I put 100% but the majority of that percentage is not "scrap" but good working,
tested and warranted equipment sold. PM scrap is just one revenue stream for me.
I just wish I could do some more refining again. I sure do miss seeing the "yoo-hoo"
cloud of gold precipitating out of auric chloride. 8)


----------



## FrugalRefiner (Feb 7, 2014)

goldsilverpro said:


> FrugalRefiner said:
> 
> 
> > I guess it doesn't count as income if I hoard everything I get my hands on.
> ...


Thank you for the kind words.

It's kind of hard to answer. I'm fortunate enough to be retired. My wife and I live on returns from our investments. My wife will start to receive SS in about 6 months, and I'll be eligible in a little under 3 years, so the percentages will change then.

When my interest in refining was rekindled a couple of years ago, I realized we didn't have nearly enough invested in precious metals. I buy to further diversify our investments. 

If I wanted a new career, it would be refining, and I would make 100% of my income from it, at least until SS kicks in. 

Dave


----------



## 5962rz (Feb 7, 2014)

0% Right now as I am hoarding everything pm related for a future cash in, like around mortgage renewal time or something usefull like that.
Been scraping for over 20 years and it is a huge part of my income. I treat scrap like a part time or second job and it lets me live a better life style then my paycheck alone would. Always looking to get the most value for my scrap by dealing with whoever will pay me the most and delivering it in large quantity to give me an edge to bargain with.
Got turned on to this forum while researching scrap computer components to learn how to get more $ for them. I have scraped thousands of computers and have a small mountain to begin refining when I am ready. Been building my cell for pins and AP system for fingers and gp boards, collecting chems and equipment and tools for free to cheap. A lot of time spent breaking down, dividing, sub-dividing and discovering new places to look for goodies that before just went with my regular loads to the scrap yards.
Love this place and the people here. I have spent more time studying reading and learning then I did In high school and 2.5 yrs of collage combined!
I can not say "THANKS" enough for the free and valuable education I am receiving. One day I hope to be able to give back to others who come here some of what I have been able to absorb.
Refining will begin this spring when the weather gets better, hope I can get some friendly advise if I run into any bumps in the road.
Thanks to everyone here!!! DR


----------



## kurtak (Feb 8, 2014)

I focus on PM scrap but also scrap non PM stuff - I also about 2 or 3 days a month sort stainless for a scrap yard (when they get a dumpster in from fab shops) so the PM scraping is about 75%

Kurt


----------



## g_axelsson (Feb 8, 2014)

I scrap at a hobby level. As a byproduct of my hunt for precious metals I also get a stream of base metal scrap. That part pays for chemicals, equipment and my new storage space/work shop and makes up 5-10% of my economy.

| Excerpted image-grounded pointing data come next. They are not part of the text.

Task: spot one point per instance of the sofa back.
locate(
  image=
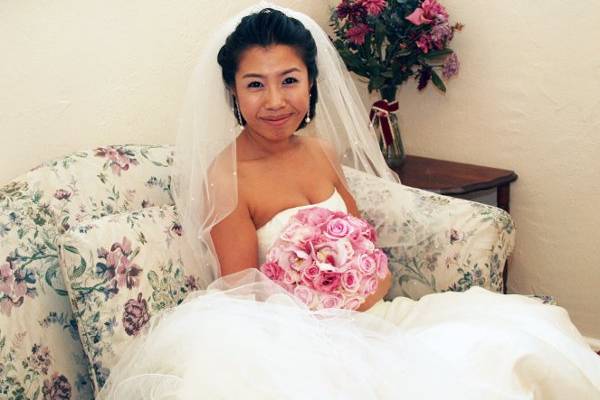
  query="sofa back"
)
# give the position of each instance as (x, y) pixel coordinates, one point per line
(40, 351)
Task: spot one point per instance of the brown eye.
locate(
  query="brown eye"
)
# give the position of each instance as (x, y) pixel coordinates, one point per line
(254, 84)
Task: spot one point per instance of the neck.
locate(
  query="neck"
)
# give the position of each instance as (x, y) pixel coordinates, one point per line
(263, 147)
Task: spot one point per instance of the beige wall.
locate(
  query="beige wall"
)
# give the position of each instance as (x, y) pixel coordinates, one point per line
(77, 74)
(528, 99)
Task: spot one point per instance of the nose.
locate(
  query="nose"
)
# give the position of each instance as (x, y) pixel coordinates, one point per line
(275, 98)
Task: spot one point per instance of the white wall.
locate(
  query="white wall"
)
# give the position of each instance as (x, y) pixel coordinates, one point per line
(527, 99)
(78, 74)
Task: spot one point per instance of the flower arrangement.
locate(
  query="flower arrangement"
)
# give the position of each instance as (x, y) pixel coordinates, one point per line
(389, 41)
(326, 259)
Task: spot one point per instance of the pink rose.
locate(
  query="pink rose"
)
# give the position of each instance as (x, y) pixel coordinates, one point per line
(306, 295)
(434, 11)
(334, 255)
(354, 302)
(429, 11)
(374, 7)
(424, 43)
(369, 286)
(291, 277)
(327, 282)
(357, 34)
(311, 272)
(331, 301)
(417, 17)
(272, 270)
(366, 264)
(337, 228)
(382, 265)
(350, 281)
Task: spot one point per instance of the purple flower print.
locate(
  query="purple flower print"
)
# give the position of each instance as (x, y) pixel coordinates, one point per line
(451, 66)
(62, 194)
(13, 286)
(128, 273)
(39, 360)
(135, 315)
(119, 158)
(57, 389)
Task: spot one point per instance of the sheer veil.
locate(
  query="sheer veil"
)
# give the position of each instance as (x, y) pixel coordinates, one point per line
(204, 174)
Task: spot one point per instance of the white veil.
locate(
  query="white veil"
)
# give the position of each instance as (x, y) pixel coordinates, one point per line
(204, 174)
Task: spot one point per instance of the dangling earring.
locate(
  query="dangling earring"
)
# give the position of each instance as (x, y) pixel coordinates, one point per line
(238, 113)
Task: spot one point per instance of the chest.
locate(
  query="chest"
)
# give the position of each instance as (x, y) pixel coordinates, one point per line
(272, 186)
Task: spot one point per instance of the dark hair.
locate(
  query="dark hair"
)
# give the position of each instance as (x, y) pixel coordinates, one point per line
(265, 28)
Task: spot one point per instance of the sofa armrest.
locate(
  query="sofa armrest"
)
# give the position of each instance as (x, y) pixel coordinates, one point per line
(434, 243)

But as I'm just hoarding any precious metals I extract I put down my percentage to zero. :mrgreen: 

A dream is to some day start a small refinery and earning a living... any profit above that I would hoard!

Göran


----------



## sharkhook (Feb 9, 2014)

I put 0%. Besides just getting in to the PM stages I do pretty fair on the scrap metal from most of my stuff, but that is used mainly for buying things for the recovery and/or refining stages. I do get a pretty good feeling when I drop off a load of the plastic parts at the city recycling center even though it is a donation, and helps to keep our dump usage down.


----------



## samuel-a (Feb 9, 2014)

I put 50%, though is somewhere between 40-50%.
I really hope some day it will be 100%, but at the moment it is juggling between a fulltime job and a part time refining business.
I do not hoard base metals/e-scrap or gold, however i do keep all of my refined PGM's and silver.


----------



## justme2 (Feb 21, 2014)

I get SS but give all that to the Wife and kids, so I'm not sure weather my vote should be 50% or 100%.


----------